Music while coding: placebo or truly helpful?

Let me set the scene: It’s 11pm on a brisk Friday and you have a project due Monday morning. The text editor is as colorful as a christmas tree and there’s a cup of coffee just off to the side. A long crack of your knuckles brings phalanges to keys. It’s the calm before the storm and all is quiet. Too quiet. You open your music program of choice and start listening to a playlist comprised of Brian Eno, Aphex Twin, and Tycho. Switches meet circuits and code starts to fill the screen. Alternating between the coffee and debugging, you’ve hit a wall. There’s a bug whose origin isn’t exactly clear. You stop the music, you need to think.

Was it necessary to stop the music? Was it even helping in the first place?

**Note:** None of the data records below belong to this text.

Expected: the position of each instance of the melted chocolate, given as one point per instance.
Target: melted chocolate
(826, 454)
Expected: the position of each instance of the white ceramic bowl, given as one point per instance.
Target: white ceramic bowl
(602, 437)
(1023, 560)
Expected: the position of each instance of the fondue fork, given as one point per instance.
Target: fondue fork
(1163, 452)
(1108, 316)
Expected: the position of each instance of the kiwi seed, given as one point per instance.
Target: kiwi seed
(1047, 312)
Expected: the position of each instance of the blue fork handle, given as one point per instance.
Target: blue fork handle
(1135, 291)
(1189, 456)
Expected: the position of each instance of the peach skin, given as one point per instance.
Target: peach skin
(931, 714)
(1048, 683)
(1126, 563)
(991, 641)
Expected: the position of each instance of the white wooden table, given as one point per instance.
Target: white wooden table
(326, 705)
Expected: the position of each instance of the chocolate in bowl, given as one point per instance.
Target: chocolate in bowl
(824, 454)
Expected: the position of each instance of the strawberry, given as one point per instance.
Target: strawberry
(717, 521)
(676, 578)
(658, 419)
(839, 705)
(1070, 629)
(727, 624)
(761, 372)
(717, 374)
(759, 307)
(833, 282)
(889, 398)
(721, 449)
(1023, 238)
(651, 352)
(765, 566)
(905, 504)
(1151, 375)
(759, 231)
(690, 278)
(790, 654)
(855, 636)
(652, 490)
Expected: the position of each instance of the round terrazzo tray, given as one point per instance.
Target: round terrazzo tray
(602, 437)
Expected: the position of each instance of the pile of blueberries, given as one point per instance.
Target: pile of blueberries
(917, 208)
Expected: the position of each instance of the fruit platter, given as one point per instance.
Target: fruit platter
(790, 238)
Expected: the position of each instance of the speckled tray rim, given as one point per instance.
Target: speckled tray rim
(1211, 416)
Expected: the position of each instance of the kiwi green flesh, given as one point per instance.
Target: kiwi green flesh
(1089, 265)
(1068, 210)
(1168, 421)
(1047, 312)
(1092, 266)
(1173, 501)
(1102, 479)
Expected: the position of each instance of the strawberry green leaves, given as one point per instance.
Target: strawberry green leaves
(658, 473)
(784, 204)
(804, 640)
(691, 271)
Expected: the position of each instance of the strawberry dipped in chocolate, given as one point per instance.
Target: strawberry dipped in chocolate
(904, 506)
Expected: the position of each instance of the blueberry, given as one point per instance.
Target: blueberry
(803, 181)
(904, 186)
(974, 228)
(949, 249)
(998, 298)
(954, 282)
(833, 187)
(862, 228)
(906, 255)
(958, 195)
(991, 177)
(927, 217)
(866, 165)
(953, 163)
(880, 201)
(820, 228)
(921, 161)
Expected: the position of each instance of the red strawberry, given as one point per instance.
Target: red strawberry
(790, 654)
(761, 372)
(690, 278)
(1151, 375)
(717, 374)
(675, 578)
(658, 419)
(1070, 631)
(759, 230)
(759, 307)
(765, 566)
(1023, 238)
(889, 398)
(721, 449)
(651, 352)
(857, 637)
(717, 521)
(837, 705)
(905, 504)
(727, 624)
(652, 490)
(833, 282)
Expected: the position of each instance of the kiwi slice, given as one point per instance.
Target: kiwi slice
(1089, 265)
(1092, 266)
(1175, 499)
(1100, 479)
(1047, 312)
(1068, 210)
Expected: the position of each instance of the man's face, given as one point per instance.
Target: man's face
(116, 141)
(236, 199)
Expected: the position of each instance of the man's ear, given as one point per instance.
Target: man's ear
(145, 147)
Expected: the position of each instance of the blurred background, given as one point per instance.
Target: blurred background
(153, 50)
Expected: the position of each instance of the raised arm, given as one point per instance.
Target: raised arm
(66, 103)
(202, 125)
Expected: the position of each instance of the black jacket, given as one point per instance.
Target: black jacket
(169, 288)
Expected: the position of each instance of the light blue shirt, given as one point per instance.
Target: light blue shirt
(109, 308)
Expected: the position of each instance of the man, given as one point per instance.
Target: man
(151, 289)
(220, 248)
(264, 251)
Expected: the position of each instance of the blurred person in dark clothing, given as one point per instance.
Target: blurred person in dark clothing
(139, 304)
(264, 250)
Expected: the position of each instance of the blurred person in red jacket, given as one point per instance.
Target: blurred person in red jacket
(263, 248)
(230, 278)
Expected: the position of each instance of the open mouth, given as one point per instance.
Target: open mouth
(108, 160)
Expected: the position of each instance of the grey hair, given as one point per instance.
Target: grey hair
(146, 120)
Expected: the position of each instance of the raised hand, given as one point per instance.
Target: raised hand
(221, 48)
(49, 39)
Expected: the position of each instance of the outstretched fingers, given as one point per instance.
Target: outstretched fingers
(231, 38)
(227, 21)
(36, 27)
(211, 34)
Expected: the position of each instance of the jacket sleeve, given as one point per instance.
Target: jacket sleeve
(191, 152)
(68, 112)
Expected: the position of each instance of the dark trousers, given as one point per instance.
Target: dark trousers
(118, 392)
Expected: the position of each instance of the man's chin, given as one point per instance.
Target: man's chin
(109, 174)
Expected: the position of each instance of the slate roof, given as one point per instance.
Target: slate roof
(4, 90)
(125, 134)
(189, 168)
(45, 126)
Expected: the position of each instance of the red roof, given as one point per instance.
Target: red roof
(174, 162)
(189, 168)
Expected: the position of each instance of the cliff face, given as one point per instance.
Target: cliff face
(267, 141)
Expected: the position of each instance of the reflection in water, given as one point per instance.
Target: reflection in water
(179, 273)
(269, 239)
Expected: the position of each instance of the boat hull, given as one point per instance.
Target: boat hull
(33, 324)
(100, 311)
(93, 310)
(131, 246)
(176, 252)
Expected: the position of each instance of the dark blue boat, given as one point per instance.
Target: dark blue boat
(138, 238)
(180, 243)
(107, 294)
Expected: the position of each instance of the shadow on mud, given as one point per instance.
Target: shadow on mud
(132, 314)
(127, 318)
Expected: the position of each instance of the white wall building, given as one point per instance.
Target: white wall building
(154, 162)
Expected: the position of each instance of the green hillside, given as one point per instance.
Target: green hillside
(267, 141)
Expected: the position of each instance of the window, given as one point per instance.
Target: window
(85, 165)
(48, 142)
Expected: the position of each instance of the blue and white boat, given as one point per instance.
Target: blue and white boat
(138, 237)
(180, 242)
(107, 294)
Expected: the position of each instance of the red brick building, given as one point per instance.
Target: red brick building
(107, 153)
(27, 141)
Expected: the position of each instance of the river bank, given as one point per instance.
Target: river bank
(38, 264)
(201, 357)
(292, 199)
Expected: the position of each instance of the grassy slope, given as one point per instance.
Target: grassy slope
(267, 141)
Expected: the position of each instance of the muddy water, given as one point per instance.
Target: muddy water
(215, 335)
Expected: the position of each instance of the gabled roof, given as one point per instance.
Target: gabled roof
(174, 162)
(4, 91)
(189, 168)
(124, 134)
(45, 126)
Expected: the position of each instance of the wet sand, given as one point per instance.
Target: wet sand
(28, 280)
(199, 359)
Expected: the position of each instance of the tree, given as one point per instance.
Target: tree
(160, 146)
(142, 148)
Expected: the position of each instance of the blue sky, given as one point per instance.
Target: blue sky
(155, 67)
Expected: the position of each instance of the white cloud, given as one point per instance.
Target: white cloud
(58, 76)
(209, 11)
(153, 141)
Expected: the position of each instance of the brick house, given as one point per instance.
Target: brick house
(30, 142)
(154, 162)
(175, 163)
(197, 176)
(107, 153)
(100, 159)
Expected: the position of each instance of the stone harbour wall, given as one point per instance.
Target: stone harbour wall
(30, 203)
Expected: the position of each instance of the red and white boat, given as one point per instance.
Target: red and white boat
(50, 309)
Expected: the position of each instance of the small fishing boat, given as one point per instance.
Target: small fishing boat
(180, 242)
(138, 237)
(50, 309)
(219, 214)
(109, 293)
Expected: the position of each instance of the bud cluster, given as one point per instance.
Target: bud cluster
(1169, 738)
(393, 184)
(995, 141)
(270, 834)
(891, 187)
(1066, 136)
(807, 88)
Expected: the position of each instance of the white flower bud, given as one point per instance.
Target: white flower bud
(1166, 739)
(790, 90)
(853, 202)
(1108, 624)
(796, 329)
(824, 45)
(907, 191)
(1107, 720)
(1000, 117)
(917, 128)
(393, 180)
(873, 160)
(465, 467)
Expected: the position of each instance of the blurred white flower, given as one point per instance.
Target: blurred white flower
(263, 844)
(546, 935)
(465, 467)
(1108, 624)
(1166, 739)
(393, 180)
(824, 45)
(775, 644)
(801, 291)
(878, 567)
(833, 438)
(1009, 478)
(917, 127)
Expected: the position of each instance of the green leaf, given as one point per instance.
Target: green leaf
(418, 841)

The answer isn’t definitely clear but some background information can help understand it. Software engineer William Narmontas breaks it down into an easily understood idea. “Programming falls into two camps, creative and repetitive”. When writing code is in the creative state, you’re trying to solve a problem. Typically, the problems you face are ones you haven’t encountered before and are unsure about the best solution. This is where silence is key. Not only does silence relive stress and tension, it helps to replenish our mental resources. Long story short, our brains can do more and better work when the amount of sensory input is limited. Next time you encounter a bug, try turning the music off. Enjoy the quietness and try to solve the problem.

The other side of programming, as mentioned, is repetition. No matter if it’s declaring includes and setting up the int main or writing a nested for loop, you can pretty much write them in your sleep. These aspects of programming do not require much brain power and are the perfect opportunities to listen to music. You, the programmer, want to finish these parts as quickly as possible to allow time for solving the more complex problems involved in the project. Listening to music makes repetitive tasks more enjoyable by increasing happiness and efficiency. This bump in productivity can be attributed to increased mood from listening to music, according to some recent studies. Just starting off the project and creating the outline is the perfect time to let the music flow.

So to answer the question in the title, it depends. Find yourself working on a difficult problem/bug? Turn off the music and use the silence to your benefit. Writing the basic setup for the project? Put those headphones on and enjoy the musical stylings of Trent Reznor and Atticus Ross to help grind through the monotony of declaring your variables.